Por tudo isso, reafirmamos mais uma vez o nosso compromisso e as crenças nas possibilidades infinitas do ser, ao passo em que nos compreendemos no interior dessa mudança, afinal:
O pequeno, o cotidiano, cada dia, cada aluno, cada aula, cada escola, cada professor, cada professora não estão sozinhos em suas ações e não podem estar. Somos parte de um planeta que é construído e destruído por ações de cada um de nós e por nós todos juntos. Somos agora, mas outros já foram e estão incorporados em nós. Outros virão para se apropriarem de nossas idéias e ações. (PADILHA, 2004, p.118)

REFERÊNCIAS
BAGNO, Marcos. Pesquisa na Escola: o que e como se faz. São Paulo: Edições Loyola, 1998.

BAPTISTA,  Cláudio Roberto (org). Inclusão e Escolarização: múltiplas perspectivas. Porto Alegre: Mediação, 2006.
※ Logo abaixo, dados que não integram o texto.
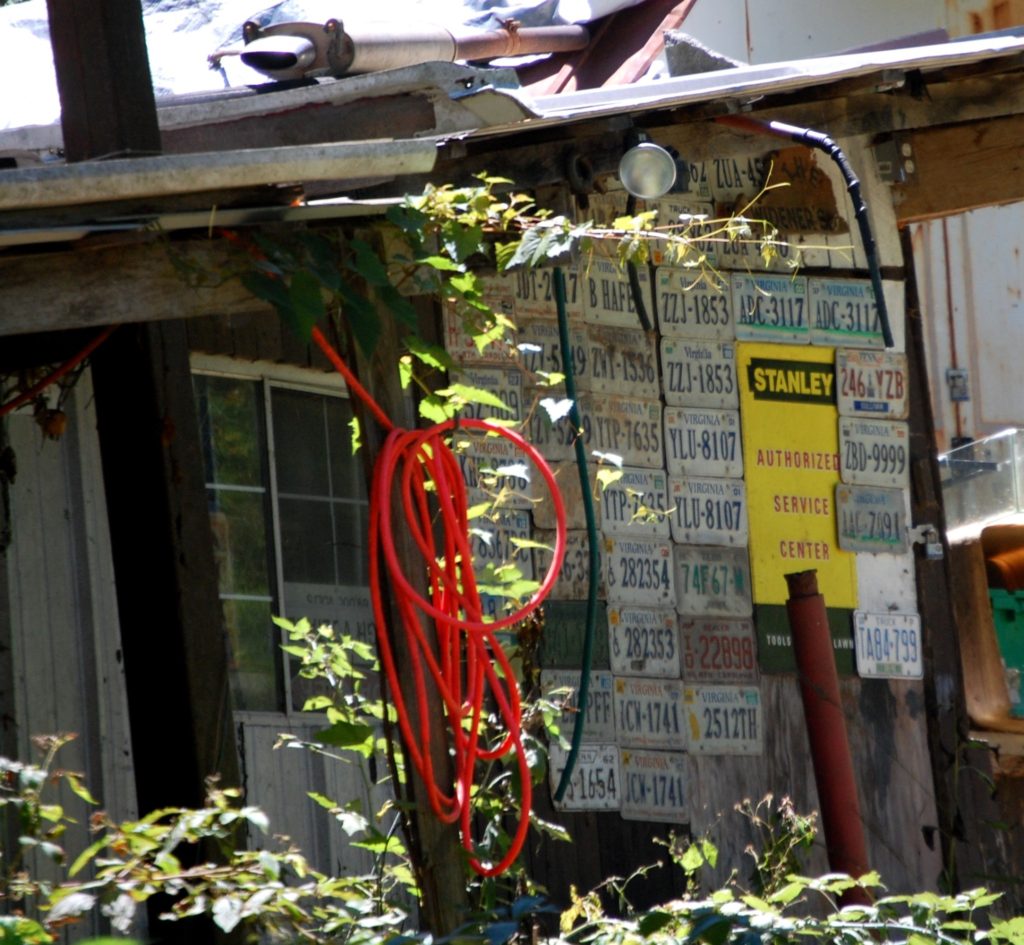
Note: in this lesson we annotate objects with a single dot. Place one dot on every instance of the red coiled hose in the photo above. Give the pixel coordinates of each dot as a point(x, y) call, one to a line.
point(468, 664)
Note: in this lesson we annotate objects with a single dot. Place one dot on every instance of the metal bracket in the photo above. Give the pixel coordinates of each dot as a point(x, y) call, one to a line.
point(929, 537)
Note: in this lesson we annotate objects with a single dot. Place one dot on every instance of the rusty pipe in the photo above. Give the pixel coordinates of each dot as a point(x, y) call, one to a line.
point(826, 730)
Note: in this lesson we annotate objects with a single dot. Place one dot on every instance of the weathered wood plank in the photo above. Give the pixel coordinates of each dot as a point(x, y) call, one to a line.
point(130, 283)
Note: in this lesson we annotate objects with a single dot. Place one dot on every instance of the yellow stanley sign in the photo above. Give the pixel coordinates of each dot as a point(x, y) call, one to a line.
point(791, 464)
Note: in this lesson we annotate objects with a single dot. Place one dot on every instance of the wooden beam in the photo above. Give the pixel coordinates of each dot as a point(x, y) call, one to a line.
point(962, 167)
point(138, 282)
point(107, 100)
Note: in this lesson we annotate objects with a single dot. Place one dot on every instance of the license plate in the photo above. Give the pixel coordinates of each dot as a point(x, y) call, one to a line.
point(595, 782)
point(630, 429)
point(623, 359)
point(636, 504)
point(702, 442)
point(534, 292)
point(699, 373)
point(573, 580)
point(844, 312)
point(541, 352)
point(638, 571)
point(459, 340)
point(871, 518)
point(872, 384)
point(873, 452)
point(888, 645)
point(653, 786)
point(725, 720)
point(713, 582)
point(495, 538)
point(719, 651)
point(707, 511)
point(770, 307)
point(688, 307)
point(606, 295)
point(649, 714)
point(564, 629)
point(503, 383)
point(599, 721)
point(494, 470)
point(643, 641)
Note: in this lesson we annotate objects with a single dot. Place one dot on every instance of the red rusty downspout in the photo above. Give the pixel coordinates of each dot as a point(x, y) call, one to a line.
point(826, 730)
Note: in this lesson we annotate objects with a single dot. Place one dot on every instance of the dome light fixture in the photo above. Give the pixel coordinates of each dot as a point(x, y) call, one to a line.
point(647, 170)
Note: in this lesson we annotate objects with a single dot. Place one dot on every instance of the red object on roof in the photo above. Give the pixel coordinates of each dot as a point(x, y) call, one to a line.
point(622, 48)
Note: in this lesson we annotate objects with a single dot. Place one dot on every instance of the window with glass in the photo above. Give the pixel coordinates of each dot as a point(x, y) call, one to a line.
point(289, 514)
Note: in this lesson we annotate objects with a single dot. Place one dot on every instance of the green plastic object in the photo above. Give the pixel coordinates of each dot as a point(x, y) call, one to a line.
point(1008, 614)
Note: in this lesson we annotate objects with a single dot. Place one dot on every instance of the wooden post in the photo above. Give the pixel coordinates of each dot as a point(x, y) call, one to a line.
point(107, 101)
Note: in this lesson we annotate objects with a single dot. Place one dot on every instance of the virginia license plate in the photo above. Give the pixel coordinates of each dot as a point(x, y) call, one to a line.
point(770, 307)
point(630, 429)
point(872, 384)
point(688, 307)
point(873, 452)
point(699, 441)
point(725, 720)
point(713, 582)
point(623, 359)
point(595, 782)
point(643, 641)
point(871, 518)
point(653, 785)
point(844, 312)
point(638, 571)
point(888, 645)
point(707, 511)
point(649, 714)
point(718, 651)
point(699, 373)
point(636, 504)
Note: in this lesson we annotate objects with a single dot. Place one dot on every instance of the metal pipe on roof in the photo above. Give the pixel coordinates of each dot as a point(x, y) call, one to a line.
point(103, 181)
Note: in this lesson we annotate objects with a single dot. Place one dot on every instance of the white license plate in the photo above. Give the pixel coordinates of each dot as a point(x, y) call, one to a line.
point(725, 720)
point(599, 721)
point(541, 353)
point(687, 308)
point(623, 359)
point(718, 651)
point(649, 714)
point(699, 373)
point(653, 786)
point(630, 429)
point(872, 384)
point(875, 452)
point(497, 540)
point(606, 295)
point(888, 645)
point(638, 571)
point(459, 340)
point(643, 641)
point(708, 511)
point(700, 441)
point(503, 383)
point(770, 307)
point(595, 784)
point(713, 582)
point(492, 467)
point(844, 312)
point(573, 578)
point(534, 291)
point(871, 518)
point(636, 504)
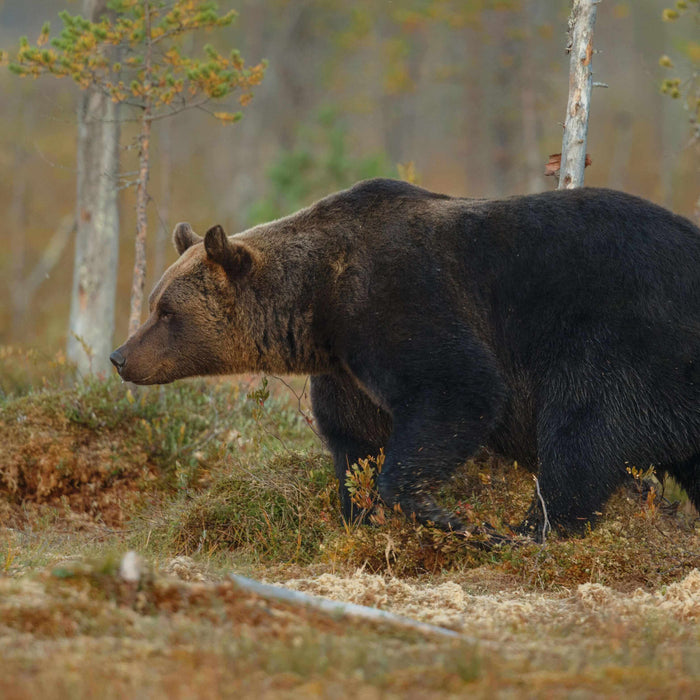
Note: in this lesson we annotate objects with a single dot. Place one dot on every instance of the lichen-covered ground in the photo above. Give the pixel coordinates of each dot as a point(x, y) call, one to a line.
point(207, 479)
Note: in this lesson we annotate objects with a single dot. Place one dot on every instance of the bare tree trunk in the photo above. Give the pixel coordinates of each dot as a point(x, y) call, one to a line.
point(18, 221)
point(139, 277)
point(573, 149)
point(97, 233)
point(166, 167)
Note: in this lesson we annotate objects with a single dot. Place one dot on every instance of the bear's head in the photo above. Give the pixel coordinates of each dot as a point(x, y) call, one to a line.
point(197, 323)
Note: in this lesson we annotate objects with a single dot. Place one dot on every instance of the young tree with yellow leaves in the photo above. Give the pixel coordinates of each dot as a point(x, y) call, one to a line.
point(131, 53)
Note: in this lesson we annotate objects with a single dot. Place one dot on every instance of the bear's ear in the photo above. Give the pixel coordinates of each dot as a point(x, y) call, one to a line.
point(184, 237)
point(236, 258)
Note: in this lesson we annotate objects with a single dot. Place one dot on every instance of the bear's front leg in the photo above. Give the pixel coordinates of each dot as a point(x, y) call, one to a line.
point(352, 426)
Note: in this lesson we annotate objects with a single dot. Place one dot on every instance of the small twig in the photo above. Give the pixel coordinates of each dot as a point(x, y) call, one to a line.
point(299, 397)
point(546, 526)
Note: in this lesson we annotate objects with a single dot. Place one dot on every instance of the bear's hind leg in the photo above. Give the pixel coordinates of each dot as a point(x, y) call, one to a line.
point(581, 463)
point(352, 426)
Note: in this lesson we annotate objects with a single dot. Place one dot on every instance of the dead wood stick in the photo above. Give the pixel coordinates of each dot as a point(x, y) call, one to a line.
point(341, 609)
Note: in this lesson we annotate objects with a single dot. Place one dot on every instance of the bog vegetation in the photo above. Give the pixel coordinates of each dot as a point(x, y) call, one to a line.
point(206, 478)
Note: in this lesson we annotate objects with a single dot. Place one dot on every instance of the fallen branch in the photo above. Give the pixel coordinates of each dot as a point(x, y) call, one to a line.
point(341, 609)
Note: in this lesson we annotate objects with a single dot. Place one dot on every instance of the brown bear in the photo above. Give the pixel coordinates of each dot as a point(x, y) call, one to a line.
point(561, 329)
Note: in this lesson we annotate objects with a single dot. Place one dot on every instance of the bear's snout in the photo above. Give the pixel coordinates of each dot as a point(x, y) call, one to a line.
point(117, 359)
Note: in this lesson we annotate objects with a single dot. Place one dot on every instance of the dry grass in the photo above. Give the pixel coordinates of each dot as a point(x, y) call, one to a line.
point(203, 481)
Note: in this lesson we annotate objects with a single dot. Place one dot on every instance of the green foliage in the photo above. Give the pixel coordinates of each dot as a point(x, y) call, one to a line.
point(318, 165)
point(276, 509)
point(116, 54)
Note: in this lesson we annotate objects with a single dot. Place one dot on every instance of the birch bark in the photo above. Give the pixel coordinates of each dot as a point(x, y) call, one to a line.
point(573, 149)
point(91, 323)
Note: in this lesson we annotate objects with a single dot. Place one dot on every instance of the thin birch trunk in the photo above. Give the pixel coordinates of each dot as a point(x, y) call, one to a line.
point(573, 150)
point(91, 323)
point(166, 167)
point(139, 276)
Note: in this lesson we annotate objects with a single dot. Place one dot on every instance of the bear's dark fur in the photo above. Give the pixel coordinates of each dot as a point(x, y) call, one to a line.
point(561, 329)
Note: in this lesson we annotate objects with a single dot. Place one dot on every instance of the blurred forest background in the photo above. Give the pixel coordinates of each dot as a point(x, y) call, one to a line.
point(466, 96)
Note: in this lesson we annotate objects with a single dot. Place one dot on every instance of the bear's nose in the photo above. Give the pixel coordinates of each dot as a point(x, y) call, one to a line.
point(117, 359)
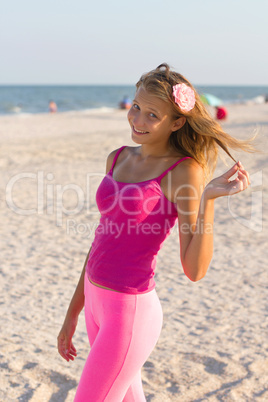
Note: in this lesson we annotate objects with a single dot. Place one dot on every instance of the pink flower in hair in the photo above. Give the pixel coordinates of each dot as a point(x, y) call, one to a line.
point(184, 97)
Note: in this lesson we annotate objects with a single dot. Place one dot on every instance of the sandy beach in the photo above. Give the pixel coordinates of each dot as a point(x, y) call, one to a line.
point(214, 341)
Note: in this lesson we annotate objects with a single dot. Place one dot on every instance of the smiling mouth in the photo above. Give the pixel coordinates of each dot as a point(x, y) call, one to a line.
point(139, 131)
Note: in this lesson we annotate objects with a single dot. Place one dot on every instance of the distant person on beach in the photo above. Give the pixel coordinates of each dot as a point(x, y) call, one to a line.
point(221, 113)
point(52, 107)
point(147, 189)
point(125, 103)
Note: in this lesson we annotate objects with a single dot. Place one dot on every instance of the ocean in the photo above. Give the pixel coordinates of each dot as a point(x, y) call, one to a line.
point(21, 99)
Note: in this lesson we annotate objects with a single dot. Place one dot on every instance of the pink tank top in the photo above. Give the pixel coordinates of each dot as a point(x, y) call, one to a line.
point(135, 220)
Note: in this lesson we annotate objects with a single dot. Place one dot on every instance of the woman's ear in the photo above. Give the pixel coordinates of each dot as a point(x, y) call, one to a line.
point(179, 123)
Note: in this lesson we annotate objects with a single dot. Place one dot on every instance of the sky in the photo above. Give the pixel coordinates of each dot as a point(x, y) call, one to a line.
point(211, 42)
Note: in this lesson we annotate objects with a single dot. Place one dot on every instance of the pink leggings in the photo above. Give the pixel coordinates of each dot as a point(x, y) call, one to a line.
point(123, 330)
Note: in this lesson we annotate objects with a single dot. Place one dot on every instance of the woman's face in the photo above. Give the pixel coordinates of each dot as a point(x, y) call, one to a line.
point(151, 120)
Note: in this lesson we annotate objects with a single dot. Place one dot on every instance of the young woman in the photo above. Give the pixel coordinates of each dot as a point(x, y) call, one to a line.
point(147, 188)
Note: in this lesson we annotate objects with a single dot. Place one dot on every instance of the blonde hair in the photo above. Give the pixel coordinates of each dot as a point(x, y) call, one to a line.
point(201, 135)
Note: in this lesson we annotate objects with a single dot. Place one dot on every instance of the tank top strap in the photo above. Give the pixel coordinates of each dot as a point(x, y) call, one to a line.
point(116, 156)
point(172, 167)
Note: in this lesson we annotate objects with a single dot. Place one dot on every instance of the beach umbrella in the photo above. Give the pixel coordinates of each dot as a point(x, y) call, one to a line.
point(211, 100)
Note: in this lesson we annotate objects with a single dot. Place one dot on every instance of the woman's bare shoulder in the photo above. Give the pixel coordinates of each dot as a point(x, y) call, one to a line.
point(111, 156)
point(188, 172)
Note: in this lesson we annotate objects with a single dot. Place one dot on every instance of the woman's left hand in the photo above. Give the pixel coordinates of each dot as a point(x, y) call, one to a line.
point(222, 185)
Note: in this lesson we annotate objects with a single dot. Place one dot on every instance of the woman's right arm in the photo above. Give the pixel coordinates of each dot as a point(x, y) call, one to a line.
point(65, 345)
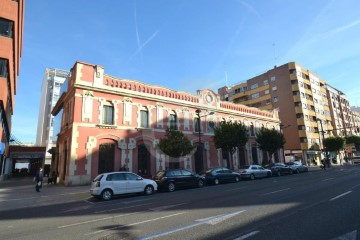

BORDIGNON, Genuíno e GRACINDO, Regina V. Gestão da Educação: o município e a escola. In: FERREIRA, Naura Syria Carapeto, AGUIAR, Márcia Ângela da S. Gestão da Educação: impasses, perspectivas e compromissos. São Paulo: Cortez, 2004.

KASSAR, Maria de C. M. Matrículas de crianças com necessidades educacionais especiais na escola regular: do que e de quem se fala? In: GÓES, Maria Cecília Rafael de; LAPLANE, Adriana Lia Friszman de (orgs). Políticas de Educação Inclusiva. Campinas: Autores Associados, 2004.

LIMA, Maria Nazaré Mota de (org). Escola Plural: a diversidade está na sala. São Paulo: Cortez, 2006.

PADILHA, Anna Maria L. O que fazer para não excluir Davi, Hilda e Diogo. In: GÓES, Maria Cecília Rafael de; LAPLANE, Adriana Lia Friszman de (orgs). Políticas de Educação Inclusiva. Campinas: Autores Associados, 2004.

RIBEIRO, Maria Luisa Sprovieri; BAUMEL, Roseli Cecília Rocha de (org). Educação Especial: do querer ao fazer. São Paulo: Avercamp, 2003.